Die seit Monaten angekündigten und medial angeheizten „Reformen“ im Sozialen nehmen immer deutlichere Züge an. Zuletzt verkündete Bundeskanzler Merz (CDU), dass sich die Union und SPD im Koalitionsausschuss auf „Reformen“ geeinigt hätten, de facto sind es Kürzungen und weitere Angriffe auf die Rechte der Bevölkerung.
„Es wird die neue Grundsicherung geben, so wie im Koalitionsvertrag verabredet. Wir werden die Mitwirkungspflichten deutlich verstärken, wir werden auch die Sanktionsmöglichkeiten deutlich erhöhen“, so Merz. Bestärkt wurde er dabei von Arbeitsministerin Bärbel Bas (SPD): „Wer nicht mitmacht, wird es schwer haben“. Bei zwei verpassten Terminen drohe eine Kürzung um 30 Prozent der Leistung. Fehlt man auch beim dritten Termin, wird das Geld vollständig gestrichen.
Kritisiert wird dieser Vorstoß von Sozialverbänden, anderen Parteien und auch von dem sonst mit Kritik an der SPD zurückhaltenden DGB: „Wir sind mitten in einer der größten wirtschaftlichen Stagnationsphasen seit Dekaden, aber wir diskutieren vor allem über Bürgergeld und Kürzungen im Sozialsystem“, kritisiert DGB Chefin Fahimi, selbst einst SPD Generalsekretärin. Die 0,6 Prozent Totalverweigerer seien keine Größe. Wo sie recht hat, dennoch wird seit Monaten über “Arbeitsverweigerung“ gesprochen. Die Wahrheit ist: Von den 5,5 Mio. Bürgergeldempfängern ist fast ein Drittel (1,7 Mio.) gar nicht im Stande z.B. aufgrund von Krankheit oder Minderjährigkeit einer Beschäftigung nachzugehen. Davon sind 1,8 Mio. also wieder ein Drittel als arbeitslos erfasst, der Rest steckt entweder in arbeitsmarktpolitischen Maßnahmen (Wiedereingliederung, Ein-Euro-Jobs usw.), studiert, erzieht Kinder oder pflegt Angehörige. Und von diesen 1,8 Mio. Menschen sind exakt 0,6 Prozent, also ca. 23.000 Menschen, 2024 von Leistungsminderungen betroffen gewesen, weil sie die Arbeitsvermittlung verweigert haben. Ist also eine Zahl von Menschen, die nicht mal so groß ist wie die Einwohnerzahl der brandenburgischen Stadt Senftenberg, Schuld an unserer Misere? Ist ihre „fehlende Mitwirkung“ Grund dafür, dass unsere Löhne nicht steigen, die Preise ins Unermessliche schießen, unsere Krankenhäuser schließen und unsere Schulen vor sich faulen? Oder vielleicht sind es ja doch die „Ausländer“, die ja ohnehin die größte Bürgergeldempfängergruppe sind, oder?
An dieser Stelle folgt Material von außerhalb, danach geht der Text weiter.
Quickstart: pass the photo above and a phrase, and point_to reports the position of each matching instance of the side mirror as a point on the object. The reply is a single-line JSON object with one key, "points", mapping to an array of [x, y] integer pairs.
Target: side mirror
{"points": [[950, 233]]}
Auch das: eine falsche Information, die uns immer wieder suggeriert wird. Tatsächlich sind 52 Prozent der Empfänger deutsche Staatsbürger. Erst danach kommen mit 13 Prozent die Ukrainer und anschließend die anderen Gruppen.
Wenn also gar nicht Migranten und Bürgergeldempfänger unsere Probleme vergrößern, sondern es eventuell doch Konzerne sein könnten, die sich an unserer Arbeitskraft bereichern, während sie uns in Kurzarbeit stecken, entlassen, unsere Löhne drücken und dabei noch staatliche Subventionen kassieren, warum behauptet die Politik all das, kennen sie die Zahlen nicht? Selbstverständlich, doch während Konzerne weiterhin mit Subventionen versorgt werden (auch für den Kauf von E-Autos soll es in Zukunft Prämien geben, während das Deutschlandticket wieder teurer wird) und künftig 82 Milliarden in die Bundeswehr gehen, darf sich kein Widerstand rühren. Diesen untergräbt man am einfachsten, indem man die Schuld auf Gruppen, wie Bürgergeldempfänger oder Migranten schiebt. Alte Strategie, die immer wieder funktioniert: allerdings nur wenn wir es zulassen.